Putting together a poetry collection is like arranging a mosaic. You are working with existing pieces rather than drafting something new. I had roughly a hundred published poems from twenty years of writing. The poems seemed to fall into several groups. Places were important and indirectly established a chronology: there were poems about Dawlish, the seaside town in Devon where I grew up; I’d moved to London in search of a career; my wife is German and several of my poems were about my growing love of the German landscape and culture; in recent years we had bought a house in Margate, another seaside town but a far more impoverished one than Dawlish.
Alongside the poems involving places, there were recurrent themes. Several poems were about the theatre (I had worked as a theatre usher for both the Royal Shakespeare Company and the National Theatre). There were poems about the minor dishonesties of social behaviour, inspired by Thomas Hardy’s Satires of Circumstance (1914), which I hoped were witty. There were poems about love, depression and paintings. I excluded about twenty poems because they duplicated things that were said better in another place, or they had lines I no longer liked. Initially, I planned to end the collection with the sequence of love poems as a final ‘cry from the heart’. I’m glad I changed my mind and put the love poems in the middle; they now seem like an important part of the whole rather than a wayward digression in the last few pages or a makeweight brought in to plump out an otherwise skinny book.

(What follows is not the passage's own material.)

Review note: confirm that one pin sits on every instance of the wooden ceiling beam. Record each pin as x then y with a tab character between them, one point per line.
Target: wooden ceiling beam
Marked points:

My title, The Status of the Cat, came from a section of poems involving cats. I am not a cat fanatic, likely to appear in future author photos clutching an embarrassed feline, but my book is about survival; cats proverbially have nine lives and always lands on his feet, they make good role models. The book came out in February 2014. It continues to prowl the bookshops while I have moved on to the next of my nine lives.